There is patently no legitimate overriding purpose independent of invidious racial discrimination which justifies this classification. The fact that Virginia prohibits only interracial marriages involving white persons demonstrates that the racial classifications must stand on their own justification, as measures designed to maintain White Supremacy. We have consistently denied the constitutionality of measures which restrict the rights of citizens on account of race. There can be no doubt that restricting the freedom to marry solely because of racial classifications violates the central meaning of the Equal Protection Clause.
It’s an equal protection case, and not just an equal protection case but one that bears on the core concern of the Equal Protection Clause, racial discrimination. Warren does go on to say that freedom to marry is also a substantive due process right that can’t be abridged by the states, but marriage is a right so basic that even Thomas’s narrow originalist view of unwritten rights protected by the Constitution would assuredly include it. Remember, Alito’s majority opinion in Dobbs never said there’s no such thing as unwritten rights. It said that, to enjoy constitutional protection, an unwritten right needs to be deeply rooted in the country’s history and tradition and an essential part of “ordered liberty.” Marriage obviously qualifies; in Loving, in fact, Warren described it as “one of the ‘basic civil rights of man,’ fundamental to our very existence and survival.”
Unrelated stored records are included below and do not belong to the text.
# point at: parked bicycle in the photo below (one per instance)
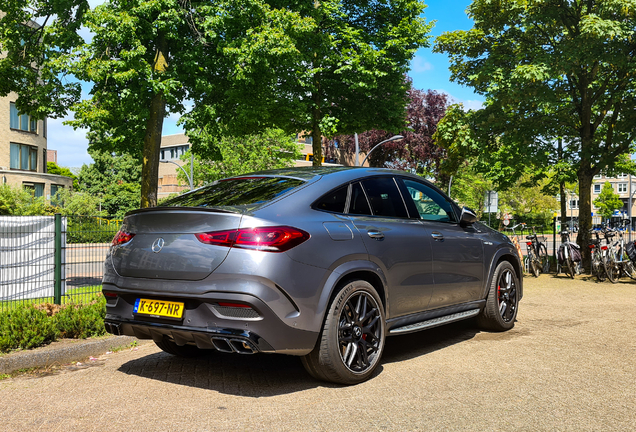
(537, 253)
(598, 252)
(616, 261)
(569, 255)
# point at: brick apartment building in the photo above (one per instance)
(23, 152)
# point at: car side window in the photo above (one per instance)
(334, 201)
(428, 202)
(358, 203)
(384, 197)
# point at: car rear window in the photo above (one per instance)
(240, 191)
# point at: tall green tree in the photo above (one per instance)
(36, 36)
(346, 74)
(550, 69)
(147, 57)
(608, 201)
(114, 179)
(239, 155)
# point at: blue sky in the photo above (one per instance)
(428, 71)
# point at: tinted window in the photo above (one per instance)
(334, 201)
(429, 203)
(359, 203)
(236, 192)
(384, 197)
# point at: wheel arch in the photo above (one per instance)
(345, 273)
(511, 256)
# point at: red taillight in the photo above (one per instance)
(270, 239)
(234, 305)
(122, 237)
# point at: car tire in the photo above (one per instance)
(502, 302)
(186, 351)
(352, 338)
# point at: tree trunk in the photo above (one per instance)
(316, 135)
(154, 128)
(152, 145)
(585, 212)
(564, 207)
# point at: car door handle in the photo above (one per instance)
(438, 236)
(378, 235)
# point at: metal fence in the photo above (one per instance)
(52, 259)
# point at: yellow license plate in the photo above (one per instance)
(160, 308)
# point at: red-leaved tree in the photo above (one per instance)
(416, 152)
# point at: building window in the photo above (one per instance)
(54, 190)
(23, 157)
(37, 189)
(22, 121)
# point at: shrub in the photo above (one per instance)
(30, 326)
(25, 327)
(81, 321)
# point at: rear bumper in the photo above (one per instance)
(202, 324)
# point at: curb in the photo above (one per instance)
(61, 354)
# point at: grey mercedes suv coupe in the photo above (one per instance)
(321, 263)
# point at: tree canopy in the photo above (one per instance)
(608, 201)
(550, 69)
(270, 149)
(417, 150)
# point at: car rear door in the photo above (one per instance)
(399, 245)
(458, 255)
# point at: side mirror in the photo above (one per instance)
(468, 217)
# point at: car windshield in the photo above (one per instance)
(239, 192)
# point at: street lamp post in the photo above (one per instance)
(189, 177)
(393, 138)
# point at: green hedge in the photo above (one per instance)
(30, 326)
(88, 229)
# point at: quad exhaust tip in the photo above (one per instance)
(113, 328)
(233, 345)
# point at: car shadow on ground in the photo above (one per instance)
(413, 345)
(266, 375)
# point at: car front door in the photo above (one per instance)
(458, 255)
(399, 245)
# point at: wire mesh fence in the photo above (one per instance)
(52, 259)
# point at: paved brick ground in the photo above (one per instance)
(568, 365)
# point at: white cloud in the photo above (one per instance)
(71, 145)
(419, 64)
(472, 104)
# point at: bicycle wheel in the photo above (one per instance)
(628, 268)
(571, 267)
(611, 267)
(543, 258)
(533, 264)
(597, 267)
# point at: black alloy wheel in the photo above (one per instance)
(507, 295)
(500, 311)
(359, 332)
(352, 338)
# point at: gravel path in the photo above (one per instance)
(568, 365)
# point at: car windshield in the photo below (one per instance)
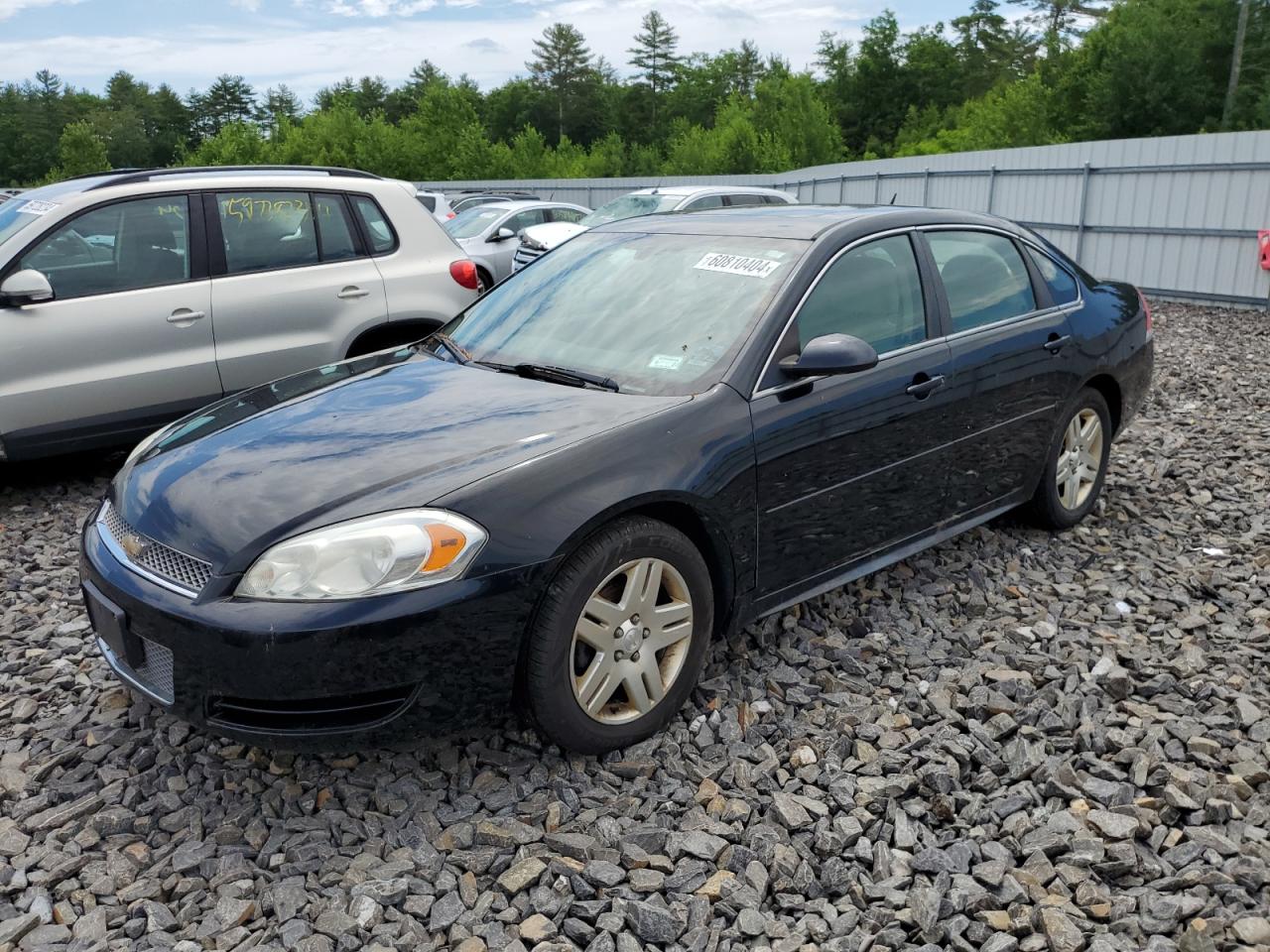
(21, 211)
(474, 221)
(656, 313)
(630, 207)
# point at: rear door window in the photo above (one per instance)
(266, 230)
(334, 230)
(1062, 286)
(376, 226)
(571, 214)
(983, 277)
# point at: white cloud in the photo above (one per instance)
(10, 8)
(380, 37)
(377, 9)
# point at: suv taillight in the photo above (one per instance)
(465, 273)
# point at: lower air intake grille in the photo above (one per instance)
(153, 557)
(154, 674)
(309, 715)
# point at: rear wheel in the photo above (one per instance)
(1078, 463)
(621, 636)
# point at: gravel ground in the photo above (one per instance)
(1012, 742)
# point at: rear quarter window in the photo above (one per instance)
(375, 225)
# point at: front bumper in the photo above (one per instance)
(287, 674)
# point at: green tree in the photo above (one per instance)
(561, 63)
(80, 153)
(654, 56)
(227, 99)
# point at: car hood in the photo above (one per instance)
(389, 430)
(554, 232)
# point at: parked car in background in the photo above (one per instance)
(489, 234)
(128, 298)
(437, 204)
(462, 200)
(663, 430)
(647, 200)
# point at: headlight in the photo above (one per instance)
(371, 556)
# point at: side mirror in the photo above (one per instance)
(830, 354)
(27, 287)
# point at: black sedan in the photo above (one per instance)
(662, 430)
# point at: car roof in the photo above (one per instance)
(708, 190)
(520, 204)
(798, 221)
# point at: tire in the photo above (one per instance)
(1057, 507)
(603, 654)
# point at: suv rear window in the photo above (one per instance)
(379, 232)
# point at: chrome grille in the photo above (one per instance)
(154, 558)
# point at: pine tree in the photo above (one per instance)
(561, 62)
(654, 55)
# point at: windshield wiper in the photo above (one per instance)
(460, 354)
(554, 375)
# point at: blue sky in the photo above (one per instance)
(309, 44)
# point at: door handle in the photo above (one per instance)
(924, 386)
(1057, 343)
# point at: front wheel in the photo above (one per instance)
(1078, 463)
(620, 639)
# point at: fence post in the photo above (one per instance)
(1080, 223)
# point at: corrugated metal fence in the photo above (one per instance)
(1178, 216)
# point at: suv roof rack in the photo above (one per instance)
(132, 176)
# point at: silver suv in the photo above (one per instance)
(130, 298)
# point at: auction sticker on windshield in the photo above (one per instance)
(36, 207)
(737, 264)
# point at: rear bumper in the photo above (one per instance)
(1134, 380)
(327, 674)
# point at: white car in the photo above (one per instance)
(488, 234)
(437, 204)
(647, 200)
(131, 298)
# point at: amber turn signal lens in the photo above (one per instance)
(447, 542)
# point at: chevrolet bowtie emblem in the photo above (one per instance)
(134, 544)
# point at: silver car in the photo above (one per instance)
(647, 200)
(488, 234)
(130, 298)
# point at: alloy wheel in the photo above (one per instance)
(630, 642)
(1080, 458)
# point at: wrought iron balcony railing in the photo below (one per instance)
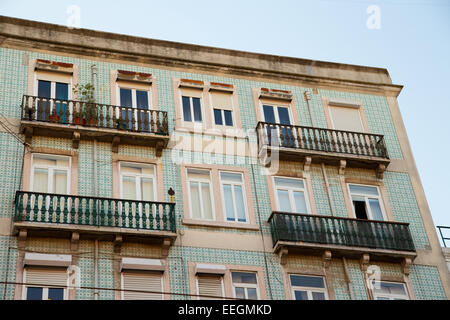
(71, 112)
(94, 211)
(322, 140)
(292, 227)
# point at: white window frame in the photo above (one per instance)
(392, 296)
(242, 184)
(51, 169)
(366, 200)
(44, 289)
(138, 177)
(122, 292)
(309, 290)
(200, 194)
(245, 285)
(191, 104)
(291, 193)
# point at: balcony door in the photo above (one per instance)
(278, 135)
(135, 115)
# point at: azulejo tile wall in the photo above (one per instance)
(13, 75)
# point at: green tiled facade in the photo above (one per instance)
(13, 74)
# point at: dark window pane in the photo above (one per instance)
(187, 109)
(269, 115)
(301, 295)
(44, 89)
(218, 116)
(197, 110)
(142, 99)
(55, 294)
(228, 118)
(125, 97)
(34, 293)
(306, 281)
(283, 114)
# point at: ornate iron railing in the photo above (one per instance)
(94, 211)
(71, 112)
(320, 139)
(340, 231)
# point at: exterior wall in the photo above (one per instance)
(402, 192)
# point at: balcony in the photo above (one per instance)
(82, 120)
(322, 145)
(342, 236)
(57, 215)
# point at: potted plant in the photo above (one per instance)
(86, 113)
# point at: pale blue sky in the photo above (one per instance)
(413, 43)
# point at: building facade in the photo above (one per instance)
(136, 168)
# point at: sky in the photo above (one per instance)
(411, 38)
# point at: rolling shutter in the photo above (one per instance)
(46, 277)
(209, 285)
(144, 281)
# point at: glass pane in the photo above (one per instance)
(375, 209)
(300, 202)
(147, 189)
(34, 293)
(307, 281)
(195, 200)
(125, 97)
(228, 117)
(231, 177)
(187, 109)
(40, 180)
(228, 202)
(44, 89)
(252, 294)
(197, 110)
(283, 114)
(283, 201)
(142, 100)
(218, 117)
(289, 183)
(366, 190)
(240, 293)
(240, 207)
(269, 115)
(318, 296)
(60, 181)
(206, 197)
(243, 277)
(129, 188)
(300, 295)
(55, 294)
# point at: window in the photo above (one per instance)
(233, 196)
(200, 195)
(223, 108)
(138, 102)
(291, 195)
(138, 181)
(149, 283)
(308, 287)
(383, 290)
(45, 283)
(346, 118)
(50, 174)
(367, 202)
(245, 285)
(209, 285)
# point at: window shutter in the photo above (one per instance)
(346, 118)
(46, 277)
(145, 281)
(210, 286)
(222, 100)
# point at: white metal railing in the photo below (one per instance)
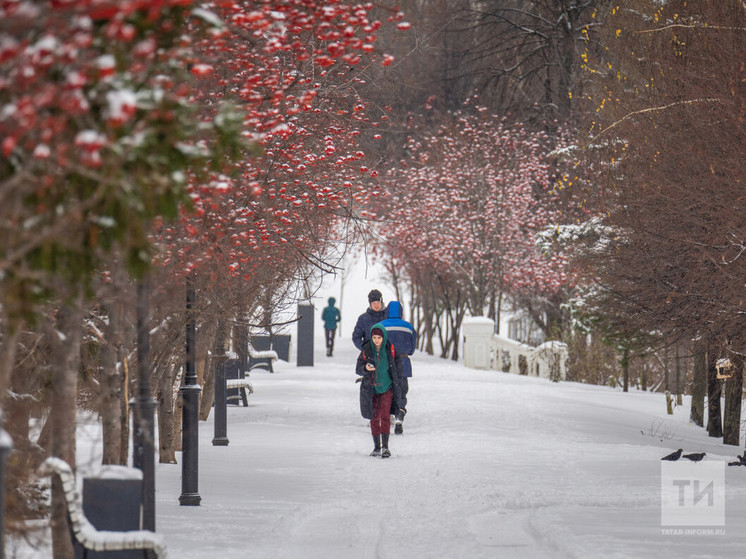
(483, 349)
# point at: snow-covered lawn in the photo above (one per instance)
(490, 465)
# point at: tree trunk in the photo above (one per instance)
(111, 389)
(208, 382)
(714, 421)
(679, 378)
(699, 383)
(8, 347)
(65, 338)
(166, 450)
(124, 404)
(733, 395)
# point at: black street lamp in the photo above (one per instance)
(220, 399)
(189, 391)
(144, 435)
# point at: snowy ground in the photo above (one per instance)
(490, 465)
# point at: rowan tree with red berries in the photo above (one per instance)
(462, 215)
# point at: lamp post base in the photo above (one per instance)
(190, 499)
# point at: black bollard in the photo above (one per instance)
(189, 392)
(305, 335)
(6, 445)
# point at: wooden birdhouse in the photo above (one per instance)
(724, 368)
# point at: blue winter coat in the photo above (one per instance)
(367, 385)
(402, 335)
(361, 333)
(330, 315)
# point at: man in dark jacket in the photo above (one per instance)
(376, 312)
(403, 336)
(380, 388)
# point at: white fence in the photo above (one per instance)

If you laid the question squarely before Clarence Thomas whether marriage of any kind is protected by the Constitution, the most discouraging answer you might plausibly get is “Of course it is. But it’s the Privileges or Immunities Clause that protects it, not the Due Process Clause.”
That’s why he didn’t mention it in his Dobbs concurrence, not because he’s a hack who molds his constitutional jurisprudence for his own benefit. And Nadler probably knows that. He’s not stupid, he just thinks his audience is.